Halsnøy IL
- Full name: Halsnøy Idrettslag
- Short name: Halsnøy IL
- Founded: 14 June 1940
- Ground: Nya Myro, Halsnøya
- Capacity: 500
- Coordinates: 59°47′39″N 5°42′22″E﻿ / ﻿59.79417°N 5.70611°E
- Coaches: Atle Eide Ingvar Hølland Jan Helland
- League: Fifth Division
| Home colours | Away colours |

= Halsnøy IL =

Norwegian sports club

Halsnøy IL is a Norwegian sports club from Halsnøya in Kvinnherad Municipality, founded in June 1940. It has sections for football, volleyball and swimming.

The men's football team play their matches at Nya Myro gressbane, and is currently playing in the Fifth Division, the sixth tier of Norwegian football.

== History ==
The club was formed on 14 June 1940 by local football enthusiasts. Prior to 1940, there had been several minor clubs on the island, one for each village, but none of them properly organized. In the mid-60s, the club registered for official league football and have been playing in the Norwegian football league system ever since. The club played in the Third Division (fourth tier) from 2003 to 2005, their highest achievement. The club also participated in the qualifying rounds for the Norwegian Football Cup, where they in 2004 eliminated Follese in the first qualifying round before they were beaten by Solid in the next round. The next year Halsnøy lost against Hald in the first qualifying.
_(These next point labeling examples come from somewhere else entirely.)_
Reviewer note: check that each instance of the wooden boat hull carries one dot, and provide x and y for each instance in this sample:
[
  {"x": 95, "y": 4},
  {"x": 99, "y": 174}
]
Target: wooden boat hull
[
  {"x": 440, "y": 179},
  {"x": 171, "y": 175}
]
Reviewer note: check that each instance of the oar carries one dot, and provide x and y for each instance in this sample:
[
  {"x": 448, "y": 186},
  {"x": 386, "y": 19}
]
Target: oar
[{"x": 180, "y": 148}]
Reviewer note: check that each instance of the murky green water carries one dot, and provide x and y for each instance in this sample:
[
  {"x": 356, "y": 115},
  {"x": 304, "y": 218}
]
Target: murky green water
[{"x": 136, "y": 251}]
After their relegation in 2005, the club has seen hard times, with a lack of players, which eventually led to their relegation to the Sixth Division in 2007. The club later won promotion to the Fifth Division where they are currently playing.

=== Facilities ===
Until the 1980s, Halsnøy played their home games on the local football ground "Myro" (literally: the mire), which was a large field that was used as farmland for sheep during the off-season. After the Football Association of Norway set higher demands for club stadiums, the field was dug up, drained, and replanted with new soil, as well as adding permanent stadium seating and track-and-field sections, making it suitable for several sports. The new stadium, "Nya Myro" (literally:the new mire), was named in honour of the old ground, and opened in 1988.

In addition to their main stadium, Halsnøy IL owns and operates a smaller ground in Eidsvik on Halsnøy, which features a full-size artificial pitch, training facilities, and some seating. It is commonly used for training, as well as home games during the winter, when the "Nya Myro" is frozen or otherwise affected by harsh weather.